I think the idea of the humanities moving from a document-centric ideology to a data-centric ideology is an interesting one. Perhaps what the author of the text is getting at is that examining ideas in microcosm could be an equally reductive form of investigation as  just looking at a large data set. Traditional anthropological field work, for instance, that takes into account first hand interviews and case studies is a document-centric form of research can only go so far in understanding the practices of a particular culture. When data collection and statistical analysis come into play in a field that has previously neglected quantitative ways of knowing, the scale and scope of the investigation broadens too. I got kind of excited about the assertion the author makes that “if print culture foregrounds answers and pushes questions into the background, then perhaps data culture may do the opposite: it privileges queries and treats answers as if they are ephemeral”. At first I was resistant to this idea but I think there is some truth to it. I am all for privileging queries- I think ways in which we acquire knowledge should be messy and creative- if that makes any sense. There is a lot of pressure on the part of someone conducting research, in creating something like an ethnography (to use the example of Anthropology again), to draw immediate conclusions or create conclusive findings based on a small set of data. The same thing could be said of the minutiae of literary analysis: looking at the work of one author or one poem in its historical context. This seems to be how systems of knowledge and education in the humanities are set up- a kind of defensive strategy based on specificity and rhetorical prowess. In response to some of the questions put forward at the end of Emily’s post, I think that placing data culture at the forefront of research can broaden the scope of a researcher’s investigation and therefore allow new pathways of knowledge to open up. This is what might allow fields of study in the humanities to receive more time and attention (which I think they deserve).

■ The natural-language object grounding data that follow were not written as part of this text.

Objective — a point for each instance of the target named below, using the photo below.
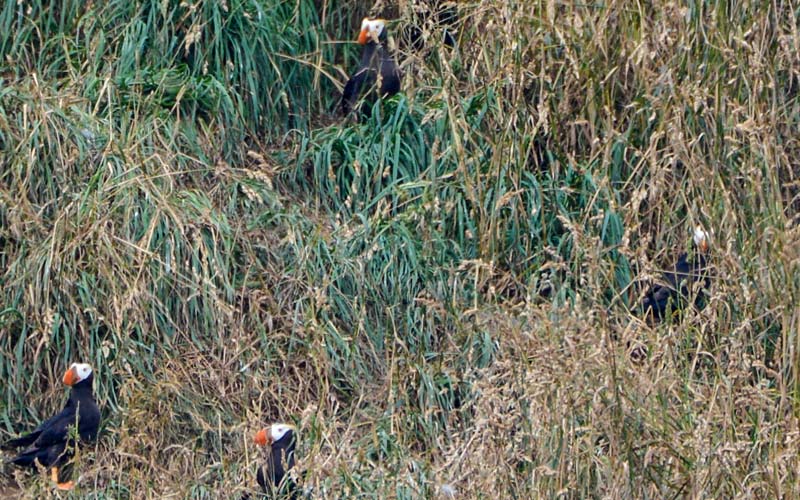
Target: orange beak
(71, 377)
(262, 438)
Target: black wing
(352, 89)
(28, 439)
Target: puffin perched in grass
(378, 74)
(272, 476)
(677, 286)
(53, 443)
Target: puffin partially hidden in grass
(677, 287)
(273, 476)
(378, 74)
(53, 444)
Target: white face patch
(83, 370)
(277, 431)
(373, 27)
(701, 236)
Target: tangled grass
(442, 297)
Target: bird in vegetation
(377, 74)
(273, 477)
(677, 286)
(55, 442)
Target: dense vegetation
(442, 297)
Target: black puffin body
(272, 476)
(676, 289)
(377, 74)
(51, 445)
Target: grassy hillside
(442, 297)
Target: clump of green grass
(443, 296)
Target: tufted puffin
(52, 444)
(377, 73)
(676, 289)
(272, 476)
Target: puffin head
(371, 30)
(273, 434)
(77, 373)
(701, 238)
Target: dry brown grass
(441, 301)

2 thoughts on “Looking at scale in humanities research

  1. Emily Donahoe

    I think the pressure “to draw immediate conclusions or create conclusive findings based on a small set of data” that you point out here is a real danger, especially in DH. When you have several charts and graphs of data at your disposal, for example, it’s really easy to start drawing out conclusions without stopping to reexamine the method of aggregating that data or the real significance of the data itself. This is one of the dangers, I think, of the kinds of research that Mark Algee-Hewitt explained in his lecture yesterday, and I admire Dr. Algee-Hewitt’s rigor in vetting his data. DH is not an end unto itself; the digital has to be combined with the human in order to yield significant research results. That’s why I think it’s important to ask the right questions of our data and to think just as carefully about questions themselves as we do about our answers to those questions.

  2. Loren Springer

    Sarah, you made several great points, and I want to talk about learning being messy. This probably aligns with what the author is saying about privileging questions instead of privileging answers. Certainly many secondary schooling experiences are standardized — teacher talks, students reciprocate answer on selected response test, students move on to next grade, and repeat. As I heard Dr. Tom Wilson say yesterday to one of the attendees of the Digitorium, “All of these kids come to us having gone through 90% standardized K-12 schooling. When they get to us, we tell them all that standardized stuff you learned in K-12, forget that s***.” DH can help us move from such standardization that privileges answers into deeper scholarship that privileges questions.